Pourtant il n'est pas mauvais de se souvenir de ce que fut LE grand combat de Philippe Seguin - celui qui me valut de le découvrir et de l'apprécier alors même que je ne me considérais pas du "même bord" que lui (et que, d'un point de vue économique, je ne le suis toujours pas) : ce combat fut celui contre l'adhésion de la France à la voie prise par la construction européenne à Maastricht.
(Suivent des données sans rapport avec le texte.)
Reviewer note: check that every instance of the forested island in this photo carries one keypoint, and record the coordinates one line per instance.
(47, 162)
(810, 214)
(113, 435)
Il est bon de réécouter ou de relire le discours qu'il fit à l'époque à l'Assemblée Nationale, le 5 mai 1992, discours resté dans les annales et qui, bientôt 18 ans plus tard, reste d'une frappante actualité. On se souvient que le débat sur Maastricht divisa les partis et que Philippe Seguin dut batailler contre ceux de son camp (dont Chirac) aussi bien que contre la gauche de gouvernement. On se souvient des promesses, des assurances, des bienfaits que devait nous apporter la construction européenne. On se souvient moins des avertissements, des prévisions, des conseils que les tenants du "non" avaient prodigués.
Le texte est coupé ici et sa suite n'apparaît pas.